Graph generated representing the the entire UIC CS faculty researchers and thier work
(Pro tip : Download and Zoom in for the details.)
Consider the following entry in the dataset.
<inproceedings mdate="2017-05-24" key="conf/icst/GrechanikHB13">
<author>Mark Grechanik</author>
<author>B. M. Mainul Hossain</author>
<author>Ugo Buy</author>
<title>Testing Database-Centric Applications for Causes of Database Deadlocks.</title>
This entry lists a paper at the IEEE International Conference on Software Testing, Verification and Validation (ICST) published in 2013 whose authors are my former Ph.D. student at UIC, now tenured Associate Professor at the University of Dhaka, Dr. B.M. Mainul Hussain whose advisor Mark Grechanik is a co-author on this paper. The third co-author is Prof.Ugo Buy, a faculty member at our CS department. The presence of two authors, Mark Grechanik and Ugo Buy in a single publication like this one establishes a connection between these faculty members. Your job is to create a "friendship" connectivity graph between UIC CS faculty members using the information extracted from this dataset. Paritioning this dataset into shards is easy, since it requires to preserve the well-formedness of XML only. Most likely, you will write a simple program to partition the dataset into an approximately equal size shards.
After creating and testing this map/reduce program locally, The job was deployed and run on the Amazon Elastic MapReduce (EMR).
- Run
sbt clean assembly
, which will run the test cases and run generate the JAR - Copy the jar on the machine.(Machine needs to have java 1.8)
- Run the following command :
hadoop jar Mohammed_Siddiq_HW3-assembly-0.1.jar RelateAuthors.JobRunner path/to/input/file path/to/output/file
Please refer the video uploaded on youtube to run the Job in on th cloud
- Implemented XmlInputFormat that implements the DataRecordReader to generated Key,values based on the multiple start tags and end tags. Start and end Tag considered
<article ,<inproceedings ,<proceedings ,<book ,<incollection ,<phdthesis ,<mastersthesis "`
</article>, </inproceedings>,</proceedings>,</book>,</incollection>,</phdthesis>,</mastersthesis>
The Mapper :
- processes the individual papers/publications given as xml by InputFormat
- Extracts the authors and filters the CS authors of UIC.

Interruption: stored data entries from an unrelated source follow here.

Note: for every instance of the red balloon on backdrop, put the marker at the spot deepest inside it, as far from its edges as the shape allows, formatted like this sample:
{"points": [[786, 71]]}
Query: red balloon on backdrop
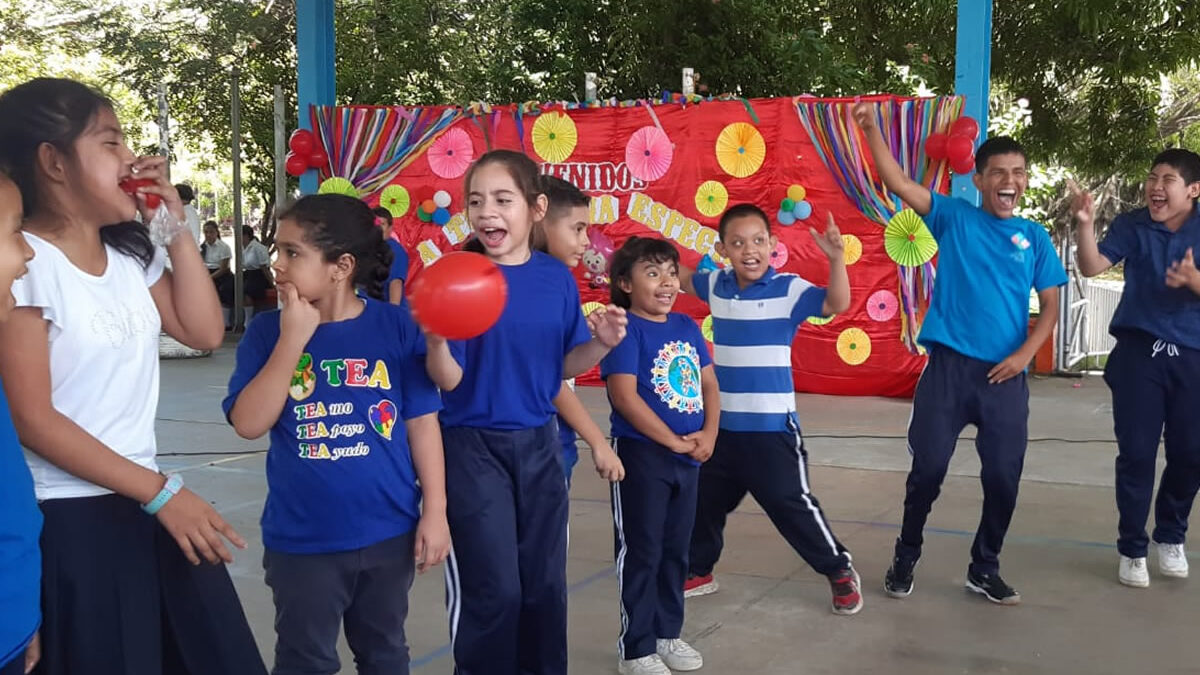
{"points": [[958, 148], [301, 142], [965, 126], [935, 145], [460, 296], [964, 166], [295, 165]]}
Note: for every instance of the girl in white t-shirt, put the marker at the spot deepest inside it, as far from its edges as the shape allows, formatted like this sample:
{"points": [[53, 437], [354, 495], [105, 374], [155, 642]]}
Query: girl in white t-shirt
{"points": [[132, 572]]}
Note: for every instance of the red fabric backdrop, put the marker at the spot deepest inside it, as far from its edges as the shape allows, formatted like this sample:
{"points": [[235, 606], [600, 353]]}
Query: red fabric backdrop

- Emits the Individual authors as keys and 1 as the value .
- Also emits the co-authors as the key and 1 as the value.
- Signifying authors work alone and with the co-authors from the CS faculty of UIC.
For example:
are authors of a paper then the mapper emits:(a1)->1,(a2)->1,(a3)->1,(a1,a2)->1,(a1,a3)->1,(a2,a3)->1
The Combiner and Reducer :
- The combiner and reducer adds all the corresponding values of the keys, thereby summing up all the number of publications of individual authors and the co-authors.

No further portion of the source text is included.